Tickets have gone on sale for King David, the Alan Menken/Tim Rice "oratorio" that will reopen Broadway's refurbished New Amsterdam Theatre May 15 -- though in a special promotion for American Express Gold Card holders only, according to production spokesperson Patty Onagan, who said tickets are on sale to groups as well.
Amex Gold Card holders only can call (212) 307-GOLD (307-4653).
Disney's Lisa Edwards said single tickets will go on sale to the general public March 9 through Ticketmaster: (212) 307-4100. Tickets cost $45-$75.
The Walt Disney Company will reopen the refurbished New Amsterdam Theatre on New York's 42nd Street on May 15, 1997, five days earlier than originally scheduled.
Three previews have been added to the "oratorio" concert version of Menken and Rice's Biblical musical King David directed by Mike Ockrent, which is now scheduled to play three previews May 15-17, open May 18, and run four more performances, May 20-23. The entire run was originally scheduled for May 20-24, 1997. Menken has written scores for Disney's Little Mermaid, Beauty and the Beast, Pocahontas, Aladdin and The Hunchback of Notre Dame. Rice, lyricist for two other Biblical-themed musicals, Jesus Christ Superstar and Joseph and the Amazing Technicolor Dreamcoat, helped Menken finish his scores to Aladdin and Beauty and the Beast after Menken's partner Howard Ashman died of AIDS. King David will be their first full score together.
Group sales reservations are now being taken by calling (800) 439-9000.
Ockrent said King David will have seven leads -- David, his wife Bathsheba (who will narrate), his rival Saul, plus Milcha, Joab, Jonathan and Samuel. The two-hour forty-minute song cycle will be presented with a chorus of 30 and an orchestra of 65. Ockrent said the performers will be costumed and there will be a set, but that the production would not be choreographed or fully staged.
Ockrent said casting is underway, and that the cast and design team would be announced by November 1996, and that tickets would likely go on sale before the end fo 1996.
The production will be recorded live and released as an audio CD in 1997, Rice said, explaining that he's following the same developmental route he and Andrew Lloyd Webber went with Jesus Christ Superstar and Evita, both of which started life as recordings. Evita also was performed in concert before becoming a stage musical.
Co-producer Andre Djaoui told Playbill On-Line that a fully-staged stage musical version of King David is being considered for fall 1998.
Menken described King David as a song-cycle about David, "one of the great heroes of Jewish history," who began as a shepherd boy, slew the giant Goliath, and rose to unite the Israelites and become their first true king in the capital, Jerusalem.

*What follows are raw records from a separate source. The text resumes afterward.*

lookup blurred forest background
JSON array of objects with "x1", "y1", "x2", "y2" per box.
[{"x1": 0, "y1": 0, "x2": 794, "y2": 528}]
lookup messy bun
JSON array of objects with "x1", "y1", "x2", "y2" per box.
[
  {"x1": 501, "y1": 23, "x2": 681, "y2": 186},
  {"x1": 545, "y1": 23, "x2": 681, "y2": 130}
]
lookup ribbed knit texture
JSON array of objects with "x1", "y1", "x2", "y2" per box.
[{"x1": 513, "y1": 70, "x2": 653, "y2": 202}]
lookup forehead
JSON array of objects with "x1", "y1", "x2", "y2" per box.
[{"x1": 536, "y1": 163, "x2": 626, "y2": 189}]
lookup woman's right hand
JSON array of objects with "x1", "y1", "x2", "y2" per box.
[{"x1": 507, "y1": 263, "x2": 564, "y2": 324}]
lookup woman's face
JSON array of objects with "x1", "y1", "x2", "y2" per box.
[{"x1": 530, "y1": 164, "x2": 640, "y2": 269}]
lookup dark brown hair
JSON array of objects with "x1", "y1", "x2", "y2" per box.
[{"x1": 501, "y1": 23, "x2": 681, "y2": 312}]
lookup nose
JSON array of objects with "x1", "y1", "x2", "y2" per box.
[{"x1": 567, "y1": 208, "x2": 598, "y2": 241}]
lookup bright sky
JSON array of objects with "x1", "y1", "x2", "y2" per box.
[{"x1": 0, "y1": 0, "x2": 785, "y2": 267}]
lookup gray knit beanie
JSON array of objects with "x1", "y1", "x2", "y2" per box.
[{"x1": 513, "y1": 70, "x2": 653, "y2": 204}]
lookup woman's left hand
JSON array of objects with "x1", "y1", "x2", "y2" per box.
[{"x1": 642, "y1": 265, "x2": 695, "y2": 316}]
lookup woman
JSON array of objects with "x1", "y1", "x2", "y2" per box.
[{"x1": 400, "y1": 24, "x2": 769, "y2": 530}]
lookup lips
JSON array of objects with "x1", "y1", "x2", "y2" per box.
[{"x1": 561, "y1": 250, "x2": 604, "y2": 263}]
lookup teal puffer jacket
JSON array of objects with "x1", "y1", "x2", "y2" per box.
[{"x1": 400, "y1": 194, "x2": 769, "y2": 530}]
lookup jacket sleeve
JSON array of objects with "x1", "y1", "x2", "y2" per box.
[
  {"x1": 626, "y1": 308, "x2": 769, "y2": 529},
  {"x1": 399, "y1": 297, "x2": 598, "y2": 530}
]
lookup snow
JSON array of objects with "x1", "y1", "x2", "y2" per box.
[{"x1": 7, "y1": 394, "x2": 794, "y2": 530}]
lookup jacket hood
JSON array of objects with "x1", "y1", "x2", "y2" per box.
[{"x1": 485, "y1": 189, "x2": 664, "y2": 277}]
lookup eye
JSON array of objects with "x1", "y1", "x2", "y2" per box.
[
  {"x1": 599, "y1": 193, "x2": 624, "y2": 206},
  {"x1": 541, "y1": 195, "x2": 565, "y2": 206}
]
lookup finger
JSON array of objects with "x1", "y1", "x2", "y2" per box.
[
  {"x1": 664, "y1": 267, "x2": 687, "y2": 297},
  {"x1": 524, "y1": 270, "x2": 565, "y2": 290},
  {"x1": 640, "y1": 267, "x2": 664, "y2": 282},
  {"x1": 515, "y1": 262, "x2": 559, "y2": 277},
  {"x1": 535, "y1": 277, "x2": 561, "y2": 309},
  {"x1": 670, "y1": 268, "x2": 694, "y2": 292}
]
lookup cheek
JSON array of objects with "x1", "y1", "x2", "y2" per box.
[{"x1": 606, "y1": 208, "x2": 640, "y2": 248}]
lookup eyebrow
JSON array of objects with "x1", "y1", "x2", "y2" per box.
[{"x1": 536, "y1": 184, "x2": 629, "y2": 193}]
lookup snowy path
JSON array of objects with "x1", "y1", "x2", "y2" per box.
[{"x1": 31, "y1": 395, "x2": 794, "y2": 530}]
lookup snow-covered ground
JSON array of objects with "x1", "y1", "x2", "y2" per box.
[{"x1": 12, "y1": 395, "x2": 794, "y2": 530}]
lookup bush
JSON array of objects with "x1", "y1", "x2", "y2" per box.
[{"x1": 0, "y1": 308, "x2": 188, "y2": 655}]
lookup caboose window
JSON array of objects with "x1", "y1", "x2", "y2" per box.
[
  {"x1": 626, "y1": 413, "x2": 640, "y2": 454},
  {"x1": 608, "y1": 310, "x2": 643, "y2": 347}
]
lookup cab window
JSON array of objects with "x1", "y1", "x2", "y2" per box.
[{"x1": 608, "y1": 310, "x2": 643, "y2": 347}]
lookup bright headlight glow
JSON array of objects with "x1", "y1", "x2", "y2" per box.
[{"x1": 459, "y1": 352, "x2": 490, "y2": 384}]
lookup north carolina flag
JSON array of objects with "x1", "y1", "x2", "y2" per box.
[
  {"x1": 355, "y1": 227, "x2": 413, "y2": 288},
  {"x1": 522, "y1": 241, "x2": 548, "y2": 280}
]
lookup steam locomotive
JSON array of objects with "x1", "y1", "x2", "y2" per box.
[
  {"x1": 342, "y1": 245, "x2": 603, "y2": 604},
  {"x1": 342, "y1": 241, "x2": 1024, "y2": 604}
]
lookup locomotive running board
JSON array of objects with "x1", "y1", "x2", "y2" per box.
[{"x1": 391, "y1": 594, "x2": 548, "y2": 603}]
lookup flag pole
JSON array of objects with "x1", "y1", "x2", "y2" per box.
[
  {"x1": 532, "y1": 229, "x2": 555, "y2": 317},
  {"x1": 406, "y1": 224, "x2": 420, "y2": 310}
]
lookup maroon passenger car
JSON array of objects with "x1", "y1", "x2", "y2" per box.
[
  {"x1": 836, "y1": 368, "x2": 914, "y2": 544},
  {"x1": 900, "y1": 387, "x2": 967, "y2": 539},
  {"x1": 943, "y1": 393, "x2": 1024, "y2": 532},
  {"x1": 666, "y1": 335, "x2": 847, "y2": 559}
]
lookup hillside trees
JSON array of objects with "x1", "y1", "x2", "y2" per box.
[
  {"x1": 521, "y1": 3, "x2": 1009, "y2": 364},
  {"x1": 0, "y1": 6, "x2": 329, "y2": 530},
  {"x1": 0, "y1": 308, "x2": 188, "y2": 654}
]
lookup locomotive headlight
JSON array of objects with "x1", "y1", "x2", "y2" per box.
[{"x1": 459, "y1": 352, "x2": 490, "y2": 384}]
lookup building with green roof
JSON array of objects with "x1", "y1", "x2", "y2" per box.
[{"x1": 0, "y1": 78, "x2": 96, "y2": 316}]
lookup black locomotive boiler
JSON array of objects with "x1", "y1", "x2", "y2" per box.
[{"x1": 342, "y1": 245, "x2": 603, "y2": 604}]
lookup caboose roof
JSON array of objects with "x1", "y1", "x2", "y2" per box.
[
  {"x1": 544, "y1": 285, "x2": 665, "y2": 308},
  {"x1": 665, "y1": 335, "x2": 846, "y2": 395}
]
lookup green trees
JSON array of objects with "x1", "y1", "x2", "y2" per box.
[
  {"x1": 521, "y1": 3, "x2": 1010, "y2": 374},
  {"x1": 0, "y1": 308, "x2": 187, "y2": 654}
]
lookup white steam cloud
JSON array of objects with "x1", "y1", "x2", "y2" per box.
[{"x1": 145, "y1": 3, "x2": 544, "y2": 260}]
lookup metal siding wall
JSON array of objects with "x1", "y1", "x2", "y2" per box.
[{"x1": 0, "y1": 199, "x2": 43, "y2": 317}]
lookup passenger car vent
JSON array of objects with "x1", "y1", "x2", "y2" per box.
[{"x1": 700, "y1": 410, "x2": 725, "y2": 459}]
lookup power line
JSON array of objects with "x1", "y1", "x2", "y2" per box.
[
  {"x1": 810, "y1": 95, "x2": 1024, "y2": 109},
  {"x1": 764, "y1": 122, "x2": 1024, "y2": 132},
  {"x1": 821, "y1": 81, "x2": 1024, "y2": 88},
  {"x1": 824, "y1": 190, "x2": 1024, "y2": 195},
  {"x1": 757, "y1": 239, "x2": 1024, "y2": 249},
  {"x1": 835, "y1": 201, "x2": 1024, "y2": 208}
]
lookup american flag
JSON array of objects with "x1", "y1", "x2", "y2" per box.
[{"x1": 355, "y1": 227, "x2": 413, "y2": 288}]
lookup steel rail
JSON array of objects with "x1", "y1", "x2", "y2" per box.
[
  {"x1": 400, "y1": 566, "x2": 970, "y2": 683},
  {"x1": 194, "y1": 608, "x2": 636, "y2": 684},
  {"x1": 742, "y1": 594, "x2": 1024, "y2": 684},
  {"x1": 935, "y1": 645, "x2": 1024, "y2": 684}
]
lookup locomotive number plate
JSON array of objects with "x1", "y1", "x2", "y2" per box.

At an August press preview of King David, Menken performed a medley of the following songs: "The Man Who Would Be King," "The Enemy Within," "Saul Has Slain His Thousands," "You Have It All," "Sheer Perfection" and "The New Jerusalem." All were in showtune style, with evidences of both gospel and cantorial influences. The songs sound most similar to his score for the unproduced TV musical "Messiah on Mott Street."
Menken said he cancelled King David's planned debut in Caesaria, Israel in September because the score was not complete, and the "dream come-true" opportunity to reopen the New Amsterdam was too good to pass up. Security concerns reportedly also influenced the decision.
Ockrent told Playbill On-Line that he "can't imagine" that the oratorio would be eligible for a Tony Award, "but you never know what the Tony committee will do." King David opens after the deadline for the 1997 awards in any case.
Also planned for the New Amsterdam will be a stage adaptation of Disney's animated film The Lion King directed by Julie Taymor. The Lion King will open on Broadway in fall 1997 after an eight weeks tryout starting in July at the Orpheum Theatre in Minneapolis.
The reopening of the 1903-vintage New Amsterdam, where Florenz Ziegfeld once presented his legendary Follies 1913-1927, will come five months behind the originally announced reopening date of January 1997. The theatre hosted its last live stage show in 1937, and has been used for film or lain dark since then. Disney reportedly is spending $34 million to fix up the 1801-seat theatre.
In a statement, the Walt Disney Co. Said the New Amsterdam would host a "variety of live stage entertainment produced by Disney and other production entities. Walt Disney Theatrical Productions plans to launch one new show each year beginning in 1997."
Gov. Pataki said the reopening of the New Amsterdam will provide the centerpiece of the 42nd Street revival, which he envisions as becoming "the number one tourist attraction in America."